Живя стихами с… да, с тех пор, как родилась! — только этим летом узнала от своего издателя, Геликона, что такое хорей и что такое дактиль. (Ямб знала по названию блоковской книги, но стих определяла как «пушкинский размер» и «брюсовский размер».) Я живу — и, следовательно, пишу по слуху, то есть на веру, и это меня никогда не обманывало.
Особенно убийственным для этой его лефовской конструкции оказывается попытка подтвердить ее подробным рассказом о том, как родилось (вернее, рождалось) его стихотворение «Сергею Есенину».
Почему для примера выбран процесс создания именно этого стихотворения, он объясняет так:
► Для него не пришлось искать ни журнала, ни издателя, — его переписывали до печати, его тайком вытащили из набора и напечатали в провинциальной газете, чтения его требует аудитория, во время чтения слышны летающие мухи, после чтения люди жмут лапы, в кулуарах бесятся и восхваляют, в день выхода появилась рецензия, состоящая одновременно из ругани и комплиментов.
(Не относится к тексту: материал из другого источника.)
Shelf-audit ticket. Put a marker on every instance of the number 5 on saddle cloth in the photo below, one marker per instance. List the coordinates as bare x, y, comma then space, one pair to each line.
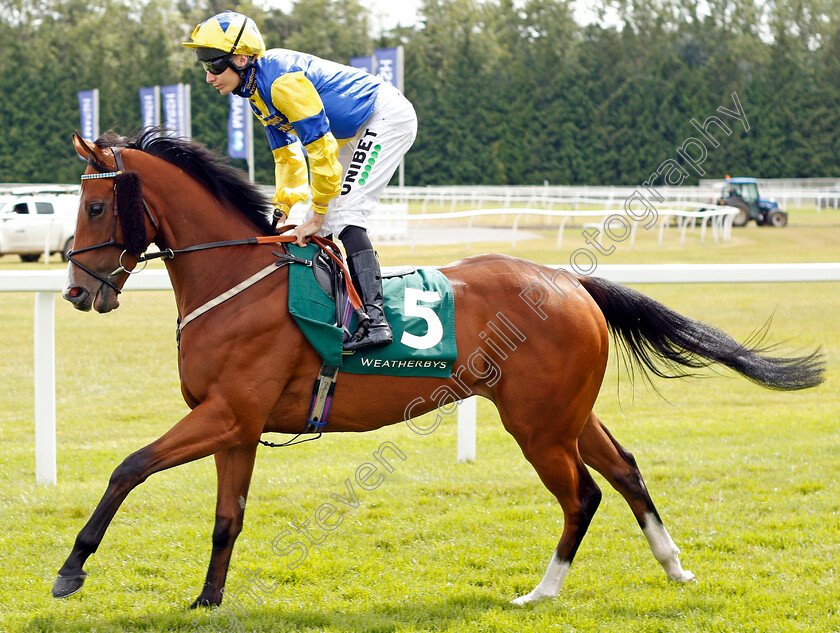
419, 306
Нарисовав эту картину, разворачивающую исходный тезис о наибольшей «действенности» этого его стихотворения, он завершает ее вопросом: «Как работался этот стих?»
После этого вопроса, заданного в уже привычной нам нарочито лефовской форме (не «создавался», не «рождался», даже не «писался», а — «работался»), мы вправе рассчитывать, что сейчас нас посвятят в самые сокровенные секреты поэтического «производства», в самую, так сказать, технологию этого трудового процесса. Что речь пойдет о том, как «строгаются» рифмы, каким лобзиком «выпиливаются» ассонансы и аллитерации, из каких деталей «свинчиваются», конструируются гиперболы, сравнения, метафоры и прочие поэтические образы.
Все это там будет, будет. Но — потом.
А начинает он почему-то (сразу, непосредственно вот за этой фразой: «Как работался этот стих?») с воспоминаний о живом Есенине, о своем знакомстве с ним, об их непростых отношениях.
МАЯКОВСКИЙ ВСПОМИНАЕТ
Есенина я знал давно — лет десять, двенадцать.
В первый раз я его встретил в лаптях и в рубахе с какими-то вышивками крестиками. Это было в одной из хороших ленинградских квартир. Зная, с каким удовольствием настоящий, а не декоративный мужик меняет свое одеяние на штиблеты и пиджак, я Есенину не поверил. Он мне показался опереточным, бутафорским. Тем более, что он уже писал нравящиеся стихи и, очевидно, рубли на сапоги нашлись бы.
Как человек, уже в свое время относивший и отставивший желтую кофту, я деловито осведомился относительно одежи:
— Это что же, для рекламы?
Есенин отвечал мне голосом таким, каким заговорило бы, должно быть, ожившее лампадное масло.
Что-то вроде:
— Мы деревенские, мы этого вашего не понимаем… мы уж как-нибудь… по-нашему… в исконной, посконной…
Его очень способные и очень деревенские стихи нам, футуристам, конечно, были враждебны.
Но малый он был как будто смешной и милый.
Уходя, я сказал ему на всякий случай:
— Пари держу, что вы все эти лапти да петушки-гребешки бросите!
Есенин возражал с убежденной горячностью. Его увлек в сторону Клюев, как мамаша, которая увлекает развращаемую дочку, когда боится, что у самой дочки не хватит сил и желания противиться.
Есенин мелькал. Плотно я его встретил уже после революции у Горького. Я сразу со всей врожденной неделикатностью заорал:
— Отдавайте пари, Есенин, на вас и пиджак и галстук!
Есенин озлился и пошел задираться.
Потом стали мне попадаться есенинские строки и стихи, которые не могли не нравиться, вроде:
Милый, милый, смешной дуралей… и т. д.
Небо — колокол, месяц — язык… и др.
…Мы ругались с Есениным часто, кроя его, главным образом, за разросшийся вокруг него имажинизм.